Conducting musicians for dancers
As Carney leads dancers through rehearsals, Pansegrau plays piano for as long as nine hours a day. She's not just accompanying the rehearsal, though. She's watching how Carney's choreography works with her score, preparing for her ultimate role in the production: conducting the Kansas City Symphony.
"Especially in Tchaikovsky ballets, what is printed on the page is not necessarily how it sounds, so you have to interpret," Pansegrau explains.
For example, a climactic moment in Act One is one of ballet's most difficult pieces, the "Rose Adagio," when the Princess Aurora balances on her toes while four gentlemen suitors approach her, one at a time, each presenting her with a rose.
"Those balances can be any length of time, depending on how long she holds," Pansegrau says. "You have to break down the music into smaller increments and stretch out each beat."
The musicians in the Symphony have three weeks to learn their parts before just a couple of days' rehearsal with Pansegrau.

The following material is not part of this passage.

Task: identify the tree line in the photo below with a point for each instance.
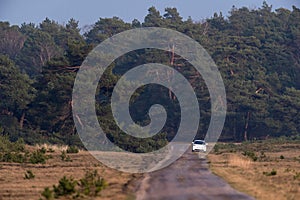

So she sends them a cheat sheet explaining what to watch out for, but she also knows they need to be able to trust her implicitly.
"You need to know what you’re doing if you’re standing in front of them, otherwise it is not fair," she says. "So the fact that I’m in the studio with the dancers, that I’ve gone through the score with a fine-tooth comb and I know what’s on the pages, I feel then that I have the right to stand in in front of them and ask them the things we need to have for ballet and why."
Testifying to that what and why are dozens of thick brown folders lining the shelves behind Pensegrau's desk at the Bolender Center. She has scored nearly all of the company's performances since her arrival. She guesses that could be as many as sixty.
Next up is Val Caniparoli's The Lottery, based on Shirley Jackson's classic horror short story, one of three pieces the ballet performs in May.
But her favorite piece of music is still that passage from The Sleeping Beauty.
"I love 'Rose Adagio.' I really do," she says. "When you get to that final fourth balance, and if she sticks that balance, it just fills your heart. The music is so huge and then the resolution of that chord is so amazing. That is a moment you just live for."
And it’s only in Act One. There’s so much more Tchaikovsky to go.
The Sleeping Beauty, March 31-April 9 at the Kauffman Center for the Performing Arts, 1601 Broadway, Kansas City, Missouri, 64108.